Meteors: Friend or Foe?

Recent news coverage has revealed the potential cause of Bronxville’s big bang: the sonic boom of a meteor careening through the earth’s atmosphere. The term sonic boom, usually associated with supersonic jets, refers to the loud explosion noise emitted when an object exceeds the speed of sound. This puts the meteor’s minimum velocity at 761 mph, though a meteor traveling under those conditions would likely have exceeded 1,000 mph, reported LoHud.com.
When presented with this startling news, area student Jack Manley was quick to react. “It really irks me to see that these politicos down in Washington are so eager to give our hard earned cash to Wall Street, meanwhile we honest hard-working people are being barraged with meteors, and no one’s giving us any help.”
President Obama could not be reached for comment on the asteroid situation.
Concern and outrage were the most common responses to the news, as many were reminded of the role of meteors in the extinction of dinosaurs, an event that has long tarnished the meteor’s name.
SFL President Justice Kibbe took the Asteroid to task, pledging “the creation of a 24-hour meteor observatory on the hilltop” to prevent future attacks in a statement released earlier this afternoon.
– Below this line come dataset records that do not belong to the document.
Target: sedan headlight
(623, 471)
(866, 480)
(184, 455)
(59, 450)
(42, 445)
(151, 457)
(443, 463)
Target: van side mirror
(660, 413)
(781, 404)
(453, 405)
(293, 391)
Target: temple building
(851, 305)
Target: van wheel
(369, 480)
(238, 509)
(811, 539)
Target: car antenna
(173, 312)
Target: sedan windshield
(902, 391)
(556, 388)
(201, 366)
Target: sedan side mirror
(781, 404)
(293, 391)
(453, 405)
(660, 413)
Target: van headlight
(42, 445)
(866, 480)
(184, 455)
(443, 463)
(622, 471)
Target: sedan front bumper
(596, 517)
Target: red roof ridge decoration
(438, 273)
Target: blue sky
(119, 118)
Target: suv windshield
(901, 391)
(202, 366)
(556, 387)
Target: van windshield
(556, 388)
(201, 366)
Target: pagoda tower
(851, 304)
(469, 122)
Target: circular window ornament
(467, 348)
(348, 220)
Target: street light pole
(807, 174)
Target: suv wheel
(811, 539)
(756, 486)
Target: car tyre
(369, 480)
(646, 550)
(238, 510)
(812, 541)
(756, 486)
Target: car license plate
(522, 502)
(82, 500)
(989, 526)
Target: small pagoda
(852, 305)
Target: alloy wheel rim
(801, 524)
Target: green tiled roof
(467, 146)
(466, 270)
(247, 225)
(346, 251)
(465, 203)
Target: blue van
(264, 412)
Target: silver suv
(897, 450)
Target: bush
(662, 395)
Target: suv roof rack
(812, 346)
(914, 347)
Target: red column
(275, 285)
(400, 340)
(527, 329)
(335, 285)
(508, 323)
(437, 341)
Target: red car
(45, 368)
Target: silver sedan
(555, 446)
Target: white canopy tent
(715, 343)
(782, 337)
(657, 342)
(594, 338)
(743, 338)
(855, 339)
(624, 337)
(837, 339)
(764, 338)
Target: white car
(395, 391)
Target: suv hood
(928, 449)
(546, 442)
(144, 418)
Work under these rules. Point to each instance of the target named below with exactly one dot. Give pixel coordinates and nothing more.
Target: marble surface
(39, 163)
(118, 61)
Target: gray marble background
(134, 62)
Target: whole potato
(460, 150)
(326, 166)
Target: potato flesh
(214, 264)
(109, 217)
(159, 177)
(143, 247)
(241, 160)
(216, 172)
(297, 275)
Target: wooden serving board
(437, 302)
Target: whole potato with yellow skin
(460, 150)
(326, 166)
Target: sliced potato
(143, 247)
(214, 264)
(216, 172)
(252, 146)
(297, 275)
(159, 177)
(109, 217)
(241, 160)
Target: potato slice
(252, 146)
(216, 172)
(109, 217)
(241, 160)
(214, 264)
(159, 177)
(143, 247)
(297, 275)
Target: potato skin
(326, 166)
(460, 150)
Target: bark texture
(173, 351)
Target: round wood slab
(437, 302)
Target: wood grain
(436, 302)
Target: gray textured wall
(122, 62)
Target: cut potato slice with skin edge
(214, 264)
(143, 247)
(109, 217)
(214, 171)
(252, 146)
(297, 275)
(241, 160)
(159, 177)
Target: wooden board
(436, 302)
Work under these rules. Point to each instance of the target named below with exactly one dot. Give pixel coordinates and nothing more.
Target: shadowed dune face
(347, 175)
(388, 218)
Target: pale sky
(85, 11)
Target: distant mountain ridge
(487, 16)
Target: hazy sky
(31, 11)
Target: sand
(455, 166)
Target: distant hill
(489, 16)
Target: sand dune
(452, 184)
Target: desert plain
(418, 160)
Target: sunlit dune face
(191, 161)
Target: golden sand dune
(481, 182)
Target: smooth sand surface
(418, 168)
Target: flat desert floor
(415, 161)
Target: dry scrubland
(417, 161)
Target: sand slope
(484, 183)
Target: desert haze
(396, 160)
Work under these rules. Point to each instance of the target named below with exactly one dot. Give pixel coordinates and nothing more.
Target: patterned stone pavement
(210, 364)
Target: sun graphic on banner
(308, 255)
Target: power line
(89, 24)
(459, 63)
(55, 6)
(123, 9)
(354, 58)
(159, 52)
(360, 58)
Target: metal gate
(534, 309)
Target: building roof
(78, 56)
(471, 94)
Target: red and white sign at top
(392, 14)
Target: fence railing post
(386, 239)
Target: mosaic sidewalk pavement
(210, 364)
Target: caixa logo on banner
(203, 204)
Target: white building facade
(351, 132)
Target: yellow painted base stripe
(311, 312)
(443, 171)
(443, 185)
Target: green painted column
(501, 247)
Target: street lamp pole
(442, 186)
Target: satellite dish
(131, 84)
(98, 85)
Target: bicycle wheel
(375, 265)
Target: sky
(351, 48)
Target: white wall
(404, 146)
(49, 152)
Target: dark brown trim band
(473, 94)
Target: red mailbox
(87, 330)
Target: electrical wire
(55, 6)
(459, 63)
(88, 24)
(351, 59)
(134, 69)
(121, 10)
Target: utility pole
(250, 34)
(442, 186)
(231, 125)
President Kibbe went on to explain, “there’s totally enough space up there… I’m bringing it up in the next SFL meeting.”
Meteor enthusiast Kayalyn Kibbe voiced conflicting opinions on the subject: “On the one hand, we are living in a technological age and we should have the technology to detect these meteors so that I can go outside and watch them.” Ms. Kibbe was simultaneously suspicious of the meteors, articulating a fear that “they threaten our moral fiber and our value system.”
Whatever its true character, this meteor chose to make itself heard only in Bronxville, for reasons that we may never know.